In their conversation, Sanders praised the literacy campaign, one of Cuba’s first initiatives following the triumph of the revolution. The literacy campaign has been universally praised and replicated around the world for the past 60 years, including in the United States, whose own academic achievements and access to education compare unfavorably to Cuba’s.
For example, the state of California has just settled a lawsuit for $53 million due to its denial of basic education to its students. Fifty-three percent of third graders didn’t meet state standards. A similar complaint has been filed in Michigan, alleging that children in Detroit are receiving an education so inferior and underfunded that it’s as if they’re not attending school at all. We call on “60 Minutes” to report on these cases representing U.S. educational achievements, or rather lack of achievement, in the richest country in the world.

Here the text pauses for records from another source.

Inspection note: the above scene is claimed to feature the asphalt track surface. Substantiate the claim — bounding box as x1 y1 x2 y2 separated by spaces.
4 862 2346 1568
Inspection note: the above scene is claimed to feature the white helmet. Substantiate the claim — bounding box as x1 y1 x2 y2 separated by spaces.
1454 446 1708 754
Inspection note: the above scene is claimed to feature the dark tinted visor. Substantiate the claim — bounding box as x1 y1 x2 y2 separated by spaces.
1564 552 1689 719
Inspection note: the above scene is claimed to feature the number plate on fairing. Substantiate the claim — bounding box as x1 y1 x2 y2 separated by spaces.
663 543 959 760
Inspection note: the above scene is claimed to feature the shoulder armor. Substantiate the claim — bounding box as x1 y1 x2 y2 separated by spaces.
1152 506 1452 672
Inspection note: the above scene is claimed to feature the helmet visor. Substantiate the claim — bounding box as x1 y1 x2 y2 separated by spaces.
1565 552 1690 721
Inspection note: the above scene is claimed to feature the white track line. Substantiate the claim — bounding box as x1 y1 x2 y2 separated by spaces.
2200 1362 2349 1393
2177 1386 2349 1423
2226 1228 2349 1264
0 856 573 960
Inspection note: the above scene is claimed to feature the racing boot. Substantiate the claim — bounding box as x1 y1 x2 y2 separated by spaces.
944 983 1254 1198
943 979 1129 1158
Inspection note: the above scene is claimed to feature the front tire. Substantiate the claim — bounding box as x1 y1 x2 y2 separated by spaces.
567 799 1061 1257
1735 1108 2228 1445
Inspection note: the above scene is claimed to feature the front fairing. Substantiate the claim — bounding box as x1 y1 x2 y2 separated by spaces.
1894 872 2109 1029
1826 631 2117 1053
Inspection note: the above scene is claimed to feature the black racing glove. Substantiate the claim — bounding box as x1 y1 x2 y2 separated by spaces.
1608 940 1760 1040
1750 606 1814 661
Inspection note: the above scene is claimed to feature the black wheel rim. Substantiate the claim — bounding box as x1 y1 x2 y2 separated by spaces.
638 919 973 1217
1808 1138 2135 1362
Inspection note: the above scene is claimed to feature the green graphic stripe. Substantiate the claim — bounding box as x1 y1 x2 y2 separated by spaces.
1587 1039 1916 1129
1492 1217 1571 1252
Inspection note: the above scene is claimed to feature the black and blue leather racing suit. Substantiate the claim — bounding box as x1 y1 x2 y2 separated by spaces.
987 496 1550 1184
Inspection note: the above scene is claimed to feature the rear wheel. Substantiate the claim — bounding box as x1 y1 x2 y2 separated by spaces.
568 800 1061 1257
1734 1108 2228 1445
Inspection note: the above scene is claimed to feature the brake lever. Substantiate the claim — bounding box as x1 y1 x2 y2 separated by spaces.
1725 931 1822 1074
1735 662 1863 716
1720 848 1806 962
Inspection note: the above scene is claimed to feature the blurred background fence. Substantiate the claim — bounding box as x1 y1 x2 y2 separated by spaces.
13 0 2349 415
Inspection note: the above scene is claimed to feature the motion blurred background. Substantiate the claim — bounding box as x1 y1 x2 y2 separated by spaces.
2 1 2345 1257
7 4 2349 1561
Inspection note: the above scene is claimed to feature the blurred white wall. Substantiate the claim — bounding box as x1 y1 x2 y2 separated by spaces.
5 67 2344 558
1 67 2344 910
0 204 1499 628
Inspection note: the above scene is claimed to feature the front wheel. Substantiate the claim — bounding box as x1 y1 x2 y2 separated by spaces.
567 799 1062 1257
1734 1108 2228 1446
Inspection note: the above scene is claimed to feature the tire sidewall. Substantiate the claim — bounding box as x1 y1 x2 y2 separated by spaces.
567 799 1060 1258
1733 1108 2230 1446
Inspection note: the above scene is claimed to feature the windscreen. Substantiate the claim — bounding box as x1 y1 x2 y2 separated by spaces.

It is the height of ignorance and arrogance to denigrate literacy or to equate the Cubans’ prioritization of this as anything but exemplary. A totalitarian regime does not offer its citizens the ability to read and write, much less promote literacy. As everyone knows, it is the ability to read and understand that results in critical thinking and a well-informed populace. Cubans are an educated, cultured and curious society, not oppressed and ill-informed.
We further suggest that Cooper and the “60 Minutes” producers examine the political prison population of the United States and again suggest that they investigate and report on the U.S. children and adults who have been denied the educational opportunities guaranteed and enjoyed by all Cubans.